UEG
Os deputados aprovaram em primeira votação o processo nº 2.138/13, da Governadoria, que propõe alteração em leis que dispõem sobre o plano de carreira e vencimento do pessoal do Magistério Público Superior. A matéria havia recebido emenda, que foi posteriormente retirada pelo autor, deputado Nédio Leite (PSDB).
O deputado Francisco Gedda (PTN), ao encaminhar voto, disse que havia solicitado suspensão de artigo da legislação que limitava a quantidade de vagas destinadas aos professores com doutorado na Universidade Estadual de Goiás. "Temos que lutar pela valorização dos servidores e professores da UEG. A China não é uma potência à toa porque investiu pesado em educação".
O deputado Ney Nogueira (PP) parabenizou os servidores da UEG pelo reconhecimento do Estado. "Essa batalha de vocês, ao longo de dois meses de paralisação, pelo plano de cargos e salários está sendo reconhecida. Também parabenizo os deputados pelo empenho em melhorar o projeto de lei. A UEG precisa ser prioridade do governo", afirmou o pepista.
O deputado Mauro Rubem (PT) disse que a oposição teve importante papel para melhorar a situação da UEG. "Quero ainda destacar o relatório importante de Júlio da Retífica. A UEG precisa de todos nós, parlamentares. Apresentamos emenda à LDO para que a UEG faça uso de 2% apenas para custeio, sem contar folha de pagamento", afirmou o petista.
O deputado Bruno Peixoto (PMDB) afirmou que a bancada de seu partido votaria favorável. "Entendemos que a Educação é fundamental. O PMDB vota favorável a esta matéria por entender que o ensino público é necessário ao desenvolvimento do país".
Doutorado
O deputado Júlio da Retífica (PSDB), relator da matéria, disse que recebeu representantes da UEG para aprimorar o processo enviado pelo Executivo. De acordo com ele, houve uma conversa com o governador Marconi Perillo para tratar do dispositivo do projeto de lei que limitava vagas e reconhecimento para professores com doutorado.
"Tivemos a oportunidade de colher a opinião de cada deputado. Os parlamentares foram unanimes a favor da UEG, que é de grande importância para Goiás. Vimos a instituição passar por grandes dificuldades em seus primeiros anos. AS coisas não acontecem do dia para o outro.
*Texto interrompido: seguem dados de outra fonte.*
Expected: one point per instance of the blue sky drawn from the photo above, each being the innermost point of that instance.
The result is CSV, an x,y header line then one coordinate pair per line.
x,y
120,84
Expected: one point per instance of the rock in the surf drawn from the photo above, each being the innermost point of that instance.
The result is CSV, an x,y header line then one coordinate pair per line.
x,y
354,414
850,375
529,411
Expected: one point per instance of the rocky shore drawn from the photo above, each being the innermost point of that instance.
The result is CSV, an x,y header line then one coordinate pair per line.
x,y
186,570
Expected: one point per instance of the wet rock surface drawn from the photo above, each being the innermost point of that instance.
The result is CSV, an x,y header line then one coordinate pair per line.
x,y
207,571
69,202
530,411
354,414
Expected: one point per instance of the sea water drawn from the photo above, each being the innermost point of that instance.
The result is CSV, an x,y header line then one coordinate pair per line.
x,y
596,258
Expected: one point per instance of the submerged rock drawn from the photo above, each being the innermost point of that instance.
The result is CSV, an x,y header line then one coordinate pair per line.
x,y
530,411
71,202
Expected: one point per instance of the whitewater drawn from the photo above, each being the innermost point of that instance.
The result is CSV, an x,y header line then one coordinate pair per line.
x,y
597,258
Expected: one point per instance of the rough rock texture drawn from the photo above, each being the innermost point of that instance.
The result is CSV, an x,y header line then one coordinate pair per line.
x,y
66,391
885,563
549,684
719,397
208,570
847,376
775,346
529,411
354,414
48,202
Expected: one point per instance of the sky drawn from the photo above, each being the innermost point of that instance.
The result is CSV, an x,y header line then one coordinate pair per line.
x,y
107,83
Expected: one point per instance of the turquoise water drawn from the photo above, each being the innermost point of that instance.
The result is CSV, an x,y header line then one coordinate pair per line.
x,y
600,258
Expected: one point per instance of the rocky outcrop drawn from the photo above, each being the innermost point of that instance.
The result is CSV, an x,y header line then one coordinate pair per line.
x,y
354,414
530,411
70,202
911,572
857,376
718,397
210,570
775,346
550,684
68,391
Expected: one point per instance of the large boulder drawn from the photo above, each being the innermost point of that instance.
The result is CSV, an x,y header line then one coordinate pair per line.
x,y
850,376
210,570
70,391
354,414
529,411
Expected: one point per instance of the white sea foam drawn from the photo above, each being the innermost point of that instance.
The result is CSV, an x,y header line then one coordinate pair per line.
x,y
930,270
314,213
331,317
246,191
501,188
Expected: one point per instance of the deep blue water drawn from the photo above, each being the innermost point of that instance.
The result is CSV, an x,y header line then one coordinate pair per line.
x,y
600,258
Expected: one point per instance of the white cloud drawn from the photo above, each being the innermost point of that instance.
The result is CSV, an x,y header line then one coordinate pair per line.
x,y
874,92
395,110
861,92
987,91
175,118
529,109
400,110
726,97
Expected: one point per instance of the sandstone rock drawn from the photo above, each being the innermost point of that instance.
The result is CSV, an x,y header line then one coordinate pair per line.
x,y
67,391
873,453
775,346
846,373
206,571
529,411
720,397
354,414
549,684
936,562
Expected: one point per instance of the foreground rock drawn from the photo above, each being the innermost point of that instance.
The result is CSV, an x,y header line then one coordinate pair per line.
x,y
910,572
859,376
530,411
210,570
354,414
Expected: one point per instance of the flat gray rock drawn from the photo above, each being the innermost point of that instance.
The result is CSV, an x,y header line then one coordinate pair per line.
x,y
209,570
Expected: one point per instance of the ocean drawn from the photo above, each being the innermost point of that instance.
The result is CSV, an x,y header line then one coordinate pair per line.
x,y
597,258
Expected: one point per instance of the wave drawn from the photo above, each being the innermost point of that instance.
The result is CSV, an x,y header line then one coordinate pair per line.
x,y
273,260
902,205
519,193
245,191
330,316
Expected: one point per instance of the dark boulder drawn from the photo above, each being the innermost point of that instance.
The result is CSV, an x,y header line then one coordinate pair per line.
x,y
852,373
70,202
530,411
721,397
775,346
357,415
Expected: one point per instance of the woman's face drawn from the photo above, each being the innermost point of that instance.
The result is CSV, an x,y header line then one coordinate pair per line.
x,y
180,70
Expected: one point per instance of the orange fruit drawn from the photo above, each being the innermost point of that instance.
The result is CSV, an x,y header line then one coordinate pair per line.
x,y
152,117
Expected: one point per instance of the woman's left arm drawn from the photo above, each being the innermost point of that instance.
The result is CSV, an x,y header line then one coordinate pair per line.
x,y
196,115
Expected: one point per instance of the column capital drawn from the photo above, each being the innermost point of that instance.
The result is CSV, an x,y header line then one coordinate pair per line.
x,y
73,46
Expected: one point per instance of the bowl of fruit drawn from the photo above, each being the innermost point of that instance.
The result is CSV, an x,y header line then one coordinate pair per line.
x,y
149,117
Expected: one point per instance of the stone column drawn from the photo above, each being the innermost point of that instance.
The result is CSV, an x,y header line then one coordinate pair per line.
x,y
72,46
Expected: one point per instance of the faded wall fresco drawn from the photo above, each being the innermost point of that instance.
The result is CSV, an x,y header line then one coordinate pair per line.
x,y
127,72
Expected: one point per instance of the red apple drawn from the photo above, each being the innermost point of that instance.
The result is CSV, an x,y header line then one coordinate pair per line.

Temos assegurado 2% dos recursos do Estado para investir na UEG", disse Júlio da Retífica, que relatou o processo em questão na Comissão de Constituição, Justiça e Redação (CCJ).
Plano de cargos
De acordo com a justificativa da proposta, as leis em questão, de número 13.842 e 14.042, dispõem, complementando-se, sobre o Plano e o Quadro de Carreira e Vencimento do Pessoal do Ministério Público Superior ou Docentes do Ensino Superior da então Fundação Universidade Estadual de Goiás, transformada atualmente na autarquia Universidade Estadual de Goiás (UEG), razão pela qual a primeira alteração proposta, que atinge de modo geral ambas as leis, diz respeito à mudança de natureza jurídica e de denominação da referida entidade, conforme operada pela Lei nº 17.257.
Segundo explica, as demais alterações propostas visam, primeiro, modificar o regime de trabalho de dedicação à docência e à pesquisa, com a incorporação da atual gratificação de Dedicação Exclusiva ao vencimento de cada cargo e a consequente extinção da mesma, bem como estabelecer que 2/3 dos docentes da instituição trabalhem sob esse regime; segundo, conferir à carreira de Docente de Ensino Superior Pós-Doutor - DES V – os níveis 1, 2 e 3, igualando-se às demais do Quadro; e, por último, aumentar o quantitativo dos cargos de Docente de Ensino Superior Pós-Doutor – DES V -, sem, contudo, alterar o total dos cargos do atual Quadro, fixado em 1.456 docentes.
A Governadoria justifica que, conforme salientado pela Reitoria da UEG, as alterações são imperiosas, sob pena de engessamento dos processos de progressão e promoção dos docentes no compasso de sua continuada qualificação em termos de mestrado, doutorado e pós-doutorado, condição importante para a avaliação geral da instituição, inclusive para efeito de aprovação de novos mestrados e doutorados no âmbito da própria autarquia”.